Devrimci ruhu göstermenin zamanı geldi ama işler sorunsuz ve iyimser gitmiyor. Mohan Baidya “Kiran” liderliğindeki CPN (Devrimci Maoist), Yeni Demokratik Devrim ve Üç Sihirli Silah’a olan bağlılığını ifade etti. Ama görünüşe göre yorgunlar ve pratikten kolay bir ders almak istiyorlar. Aslında, belgelerde ne yazılırsa yazılsın, artık devrim için heves ve irade göstermiyorlar. Görünüşe göre sübjektif koşullar adı altında legal mücadelenin dışına çıkmak istemiyorlar.
Biplav liderliğindeki partide devrimci ruh ve bağlılık görülüyor. Sözde Sol hükümet, Biplav liderliğindeki Nepal Komünist Partisi’ni yasakladı. Üst düzey liderlerinin ve aktivistlerinin çoğu hapiste ve gözaltında. Ancak bu tek başına yeterli değil. Asıl önemli olan ideolojik-politik doğruluk ve siyasi çizginin netliğidir. Bu anlamda Biplav’ın partisinin bazı sorunları var. Biplav’ın partisinin ortaya koyduğu “birleşik devrim” politik çizgisi kendi içinde belirsizdir. Ne söylemeye çalıştıkları belli değil. Aynı şekilde Biplav önderliğindeki parti de emperyalizmin sonu anlamına gelen “post-emperyalizm” fikrini ortaya attı vr bu fikir çok fazla şaşkınlık yarattı, devrimci güçler arasındaki birliği ve anlayışı engelledi.
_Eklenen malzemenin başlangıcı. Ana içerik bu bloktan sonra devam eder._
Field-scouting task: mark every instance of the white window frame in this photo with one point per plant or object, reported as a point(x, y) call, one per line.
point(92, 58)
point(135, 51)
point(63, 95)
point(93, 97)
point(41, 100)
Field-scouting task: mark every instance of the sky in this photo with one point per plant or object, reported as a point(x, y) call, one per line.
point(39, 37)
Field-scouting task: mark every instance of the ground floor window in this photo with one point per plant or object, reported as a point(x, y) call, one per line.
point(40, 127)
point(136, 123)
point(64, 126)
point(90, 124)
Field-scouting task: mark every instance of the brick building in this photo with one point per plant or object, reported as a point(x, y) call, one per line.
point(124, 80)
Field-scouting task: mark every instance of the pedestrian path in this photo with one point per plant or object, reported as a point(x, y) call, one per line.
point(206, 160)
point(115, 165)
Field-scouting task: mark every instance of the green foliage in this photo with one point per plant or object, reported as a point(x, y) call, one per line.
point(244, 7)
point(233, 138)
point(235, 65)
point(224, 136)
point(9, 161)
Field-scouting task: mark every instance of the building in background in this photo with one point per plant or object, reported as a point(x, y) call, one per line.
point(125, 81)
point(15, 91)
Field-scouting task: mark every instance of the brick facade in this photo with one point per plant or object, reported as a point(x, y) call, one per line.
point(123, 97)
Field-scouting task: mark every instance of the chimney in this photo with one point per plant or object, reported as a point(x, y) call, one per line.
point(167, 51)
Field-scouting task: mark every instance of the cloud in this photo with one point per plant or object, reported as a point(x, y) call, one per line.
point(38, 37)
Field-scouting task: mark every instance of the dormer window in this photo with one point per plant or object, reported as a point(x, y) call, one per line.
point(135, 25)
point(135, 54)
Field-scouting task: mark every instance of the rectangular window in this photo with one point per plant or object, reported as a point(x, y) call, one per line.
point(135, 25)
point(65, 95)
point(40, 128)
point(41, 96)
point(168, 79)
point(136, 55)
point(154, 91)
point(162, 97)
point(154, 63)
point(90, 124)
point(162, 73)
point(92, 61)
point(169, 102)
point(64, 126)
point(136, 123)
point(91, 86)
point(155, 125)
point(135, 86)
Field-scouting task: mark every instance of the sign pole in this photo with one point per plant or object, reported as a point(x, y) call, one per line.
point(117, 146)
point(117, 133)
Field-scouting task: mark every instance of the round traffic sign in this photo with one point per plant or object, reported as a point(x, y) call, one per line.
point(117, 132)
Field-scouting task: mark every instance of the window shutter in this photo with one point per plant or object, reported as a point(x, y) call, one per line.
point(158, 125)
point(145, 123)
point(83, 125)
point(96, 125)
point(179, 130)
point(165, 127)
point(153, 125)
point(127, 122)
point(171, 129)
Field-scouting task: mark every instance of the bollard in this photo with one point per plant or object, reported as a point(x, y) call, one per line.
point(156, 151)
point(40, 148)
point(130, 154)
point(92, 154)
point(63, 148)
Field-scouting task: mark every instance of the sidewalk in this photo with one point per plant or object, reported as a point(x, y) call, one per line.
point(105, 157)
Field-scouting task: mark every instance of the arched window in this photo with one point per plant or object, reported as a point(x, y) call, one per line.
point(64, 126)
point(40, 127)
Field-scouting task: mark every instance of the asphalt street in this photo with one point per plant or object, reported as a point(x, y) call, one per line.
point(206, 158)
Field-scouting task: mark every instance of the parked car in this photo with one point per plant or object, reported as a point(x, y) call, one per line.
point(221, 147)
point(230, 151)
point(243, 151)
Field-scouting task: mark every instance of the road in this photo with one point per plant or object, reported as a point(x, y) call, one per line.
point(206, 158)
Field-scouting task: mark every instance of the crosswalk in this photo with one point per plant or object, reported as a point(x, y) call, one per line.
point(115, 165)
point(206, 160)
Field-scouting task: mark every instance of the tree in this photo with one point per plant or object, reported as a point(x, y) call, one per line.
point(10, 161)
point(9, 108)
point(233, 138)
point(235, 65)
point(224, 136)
Hindistan, Filipinler ve Türkiye’deki Maoist partiler, Uzun Süreli Halk Savaşı’nı sürdürüyor, yurt içinde ve yurt dışında düşmanlara karşı bir ölüm kalım savaşı veriyorlar. Ve Avrupa, Latin Amerika, Afrika ve ABD’deki Maoist parti ve örgütler, ülkelerinin özel koşullarında sınıf mücadelesini yoğunlaştırıyor. Yüzlerce siyasi lider, aktivist ve entelektüel hapishanede. Ancak Nepal’deki Maoist örgütler, oradaki mücadele ve harekete olması gerektiği kadar ilgi ve alaka gösteremediler. Aslında çok tepkisiz bir durumdayız. Bu hoş bir durum ya da proleter enternasyonalist bir ruh değil. Bu tür bir ilgisizlik, devrimci değerlere aykırıdır.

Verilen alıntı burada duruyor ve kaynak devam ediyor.